Enfin la créolisation permettra d’invalider les grands mythes grâce auxquels des campagnes de colonisation ont opéré dans l’histoire. Devons-nous nous contenter de penser la créolisation comme la rencontre entre les cultures sans nous interroger sur le mode de cette rencontre ? Comment les cultures se rencontrent-elles ? Cette question nous renvoie à plusieurs réponses qui dépendent chacune du sens qui serait retenu ou priorisé. La modalité des rencontres entre les cultures peut porter sur la rencontre elle-même ou sur les moyens par lesquels les rencontres sont possibles. Si nous tenons compte des moyens de rencontres, nous pourrions penser à la télévision, à l’internet qui représentent des formes avancées de mise en « médiation », de mise en commun de ce qui est spécifique ainsi que ce qui est déjà commun. L’internet, la télévision sont des formes de traductibilité par lesquelles la traduction, comme condition du créole, se met en place. Les touristes, les immigrés, les « apatrides » ou les « parias » participent aussi à cette mise en commun ; ils sont des agents de la rencontre, donc, de la créolisation. Glissant accorde peu d’attention à l’immigration. Le fait est peut-être dû à la distinction tranchée que l’auteur établit entre créolisation et mondialisation. Si nous comprenons l’immigration comme une excroissance de la mondialisation, il devient évident que l’immigration n’a rien à voir avec une relation culturelle ; elle est conséquence économique de l’expansion économique qu’est la mondialisation. Et pourtant c’est au regard de cette figure que nous aurons à poser le problème qui nous intéresse ici.

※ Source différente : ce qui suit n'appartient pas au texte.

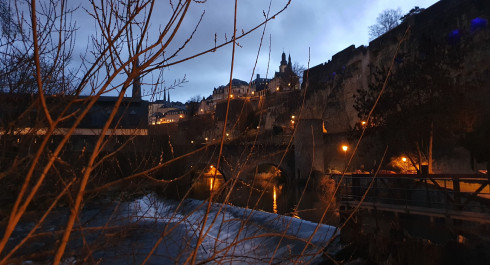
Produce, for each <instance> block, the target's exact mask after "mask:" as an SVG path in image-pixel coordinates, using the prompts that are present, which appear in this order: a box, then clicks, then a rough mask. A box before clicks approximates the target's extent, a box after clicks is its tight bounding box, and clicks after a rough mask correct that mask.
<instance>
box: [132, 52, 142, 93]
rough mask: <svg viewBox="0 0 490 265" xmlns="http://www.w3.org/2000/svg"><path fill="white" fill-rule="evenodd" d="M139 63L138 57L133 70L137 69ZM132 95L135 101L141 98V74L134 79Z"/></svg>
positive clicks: (136, 60)
mask: <svg viewBox="0 0 490 265" xmlns="http://www.w3.org/2000/svg"><path fill="white" fill-rule="evenodd" d="M139 64H140V62H139V59H138V58H136V62H135V63H134V65H133V71H136V69H137V68H138V67H139ZM131 97H132V98H133V100H135V101H139V100H141V83H140V75H139V74H138V75H137V76H136V77H135V78H134V80H133V93H132V94H131Z"/></svg>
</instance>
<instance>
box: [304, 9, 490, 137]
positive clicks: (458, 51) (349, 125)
mask: <svg viewBox="0 0 490 265" xmlns="http://www.w3.org/2000/svg"><path fill="white" fill-rule="evenodd" d="M489 14H490V2H488V1H485V0H441V1H439V2H438V3H436V4H434V5H433V6H431V7H429V8H428V9H426V10H425V11H423V12H421V13H419V14H417V15H413V16H411V17H408V18H407V19H406V20H405V21H404V22H403V23H402V24H401V25H399V26H398V27H397V28H395V29H393V30H391V31H389V32H387V33H385V34H383V35H382V36H380V37H378V38H377V39H375V40H373V41H372V42H371V43H370V44H369V46H368V47H364V46H361V47H358V48H355V46H354V45H352V46H350V47H348V48H346V49H344V50H343V51H341V52H339V53H337V54H335V55H334V56H333V57H332V60H329V61H328V62H326V63H324V64H320V65H317V66H315V67H312V68H311V69H310V70H309V71H305V73H304V78H303V79H304V80H305V82H304V83H303V88H305V87H306V88H307V89H308V99H307V103H306V113H305V114H304V115H305V117H308V118H322V119H323V120H324V121H325V124H326V125H325V127H326V129H327V131H328V132H329V133H341V132H347V131H350V130H352V129H353V128H354V126H355V125H356V123H358V122H359V118H358V116H357V111H356V110H355V109H354V108H353V105H354V95H355V94H356V93H357V90H359V89H367V88H368V84H369V83H370V82H371V80H372V78H373V76H372V74H373V72H372V71H373V69H374V67H385V68H388V67H389V65H390V63H391V61H392V59H393V58H394V57H395V58H396V59H395V66H396V64H400V63H402V62H403V61H404V60H411V59H413V58H415V57H417V58H423V57H424V56H425V48H424V44H426V43H437V45H440V46H441V47H443V48H444V49H445V50H446V53H441V58H440V59H441V63H442V62H443V61H445V62H447V58H451V56H452V57H455V58H458V60H461V62H460V63H459V65H458V67H456V68H451V66H448V67H447V68H448V71H450V72H451V75H452V76H453V77H454V79H455V80H457V79H460V80H458V81H459V83H464V84H468V85H467V87H466V88H462V89H469V88H470V87H472V86H475V85H476V86H479V88H478V89H480V90H481V89H482V86H483V89H485V87H486V90H487V92H488V90H489V88H488V84H489V80H488V76H490V73H489V69H490V67H489V63H488V58H489V56H490V37H489V36H490V33H489V31H490V30H489V25H488V20H489V18H490V17H489ZM406 34H407V35H406ZM403 38H405V40H404V41H403V42H402V44H401V46H400V50H399V51H398V53H397V55H396V56H395V53H396V49H397V46H398V43H399V42H400V40H402V39H403ZM452 53H456V54H452ZM395 70H396V69H395ZM461 79H462V80H461ZM461 81H462V82H461ZM488 94H490V92H489V93H488Z"/></svg>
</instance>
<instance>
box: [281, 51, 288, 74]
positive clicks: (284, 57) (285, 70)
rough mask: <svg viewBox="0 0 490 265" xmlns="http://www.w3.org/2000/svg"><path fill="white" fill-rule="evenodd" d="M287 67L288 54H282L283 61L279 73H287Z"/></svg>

« Ce que l’on appelle Mondialisation, qui est donc l’uniformisation par le bas, le règne des multinationales, la standardisation, l’ultralibéralisme sauvage sur les marchés mondiaux (une Corporation déplace avantageusement ses usines dans un lointain pays, un malade n’a pas le droit d’acheter des médicaments à meilleur rapport dans un pays voisin), et ainsi de suite, chacun peut s’en rendre compte, c’est la procession des lieux-communs rabâchés par tous, et que nous répétons infiniment, mais c’est aussi, tout cela, le revers négatif d’une réalité prodigieuse que j’appelle Mondialité. »[4]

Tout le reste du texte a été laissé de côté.